Ankara Üniversitesi bünyesinde gerçekleştirilen ve daha sonra yasa ile devlete ait araştırma laboratuvarı haline getirilen TARLA, Faz-1 20 meV (em-ivi) demet hattıyla, yerli donanım ve yetkinlikleriyle Türkiye’yi süper iletken elektron hızlandırıcı teknolojisine sahip, dünyadaki 5 ülke arasına soktu.
Prof. Dr. Hasan Serdar Öztürk yönetimindeki TARLA için bugüne kadar 35 milyon euro kaynak sağlandı. Süper iletken teknolojisini kullanarak elektron hızlandırma yeteneği sayesinde TARLA, bilim ve mühendislik alanında önemli kazanımlar sağlayacak. Kanser hastalarına uygulanan ışın ve hadron tedavisi, parçacık fiziği, nükleer fizik, biyoteknoloji, nanoteknoloji, genetik, malzeme, endüstri, metroloji, kimya, enerji, savunma, uzay, iletişim, lazer gibi bir çok alanda eğitim ve araştırma çalışmaları TARLA’da yürütülecek.
TARLA Lider Araştırmacısı Dr.
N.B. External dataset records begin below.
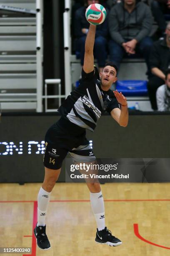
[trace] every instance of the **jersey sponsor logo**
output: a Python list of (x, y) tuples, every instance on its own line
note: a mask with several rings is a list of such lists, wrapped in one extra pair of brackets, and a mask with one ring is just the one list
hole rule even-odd
[(101, 116), (101, 111), (98, 109), (96, 107), (95, 107), (90, 102), (89, 99), (85, 95), (81, 99), (82, 101), (85, 104), (86, 106), (88, 107), (90, 109), (91, 109), (96, 115), (98, 117), (100, 118)]

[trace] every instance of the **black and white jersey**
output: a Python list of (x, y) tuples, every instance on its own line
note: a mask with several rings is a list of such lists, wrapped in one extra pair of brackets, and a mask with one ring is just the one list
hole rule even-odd
[(72, 123), (93, 131), (102, 113), (110, 113), (117, 108), (120, 108), (120, 106), (112, 91), (102, 89), (99, 74), (95, 67), (88, 74), (82, 69), (79, 86), (71, 92), (58, 111)]

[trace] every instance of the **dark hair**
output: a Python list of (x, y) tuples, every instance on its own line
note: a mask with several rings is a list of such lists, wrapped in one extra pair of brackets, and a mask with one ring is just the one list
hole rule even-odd
[(110, 66), (111, 67), (113, 67), (116, 69), (116, 73), (118, 73), (118, 68), (116, 65), (115, 65), (115, 64), (114, 64), (114, 62), (112, 62), (112, 61), (108, 61), (105, 64), (104, 67), (106, 67), (106, 66)]
[(170, 69), (168, 69), (165, 72), (165, 79), (167, 79), (168, 75), (170, 74)]
[[(84, 3), (85, 3), (85, 5), (86, 6), (88, 6), (88, 0), (84, 0)], [(100, 4), (100, 5), (102, 5), (102, 1), (101, 1), (101, 0), (99, 0), (99, 3)]]

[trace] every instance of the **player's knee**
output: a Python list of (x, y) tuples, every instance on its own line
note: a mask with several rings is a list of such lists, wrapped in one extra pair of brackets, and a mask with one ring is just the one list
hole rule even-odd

Veli Yıldız ise yurt dışında hızlandırıcı alanında önemli çalışmalar yapmış bir isim. Yıldız, TARLA ve yapılan çalışmaları TRT Haber’e anlattı:
“TARLA parçacıklarla hem araştırma yapma imkanı sağlayacak hem de bir merkez. Bu yüzden önemi büyük. Dünyada birçok parçacık hızlandırıcı var fakat TARLA süper iletken bir hızlandırıcı ve yapacağı iş bir ışın çıkartmak olacak deneyler yapmak için. Süper iletken teknolojisine dayalı merkezler fazla yok dünyada. Beş ülkede var. TARLA onlardan bir tanesi olacak."
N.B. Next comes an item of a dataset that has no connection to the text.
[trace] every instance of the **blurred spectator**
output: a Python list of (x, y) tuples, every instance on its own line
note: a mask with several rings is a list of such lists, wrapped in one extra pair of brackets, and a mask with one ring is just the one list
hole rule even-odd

“TARLA uzun zamandan beri kuruluyor ama bir hızlandırıcının çalışması için de epey bir destekleyici sistem gerekiyor. Sistemler 2023 sonuna kadar bitirildi ve şu anda yoğun bir şekilde demet hattını, hızlandırıcı hattını kurup onun testlerini yapıyoruz. Nisan ayında büyük bir adım gerçekleştirdik. Süper iletken parçacıkları hızlandırdık. İlk hızlanmayı yaptıktan sonra buradaki çalışan arkadaşlar Türk bayrağını kontrol odasına astılar.”
“Bu, Türkiye’de yapılan ilk hızlandırma. TARLA, Türkiye’de teknoloji hızlandırıcı ve hızlandırıcı bilimini çok geliştirecek. Hızlandırıcıdan çıkan parçacıklar, çıkartılan ışınlar veya lazerle hem fizik hem kimya hem biyoloji alanında materyal, araştırmaları yapılabilecek. Aldığımız bir toprak örneğini mesela ışınladığımızda ve etrafına dedektörler koyup baktığımızda içindeki malzemelerin ne olduğunu görebileceğiz.”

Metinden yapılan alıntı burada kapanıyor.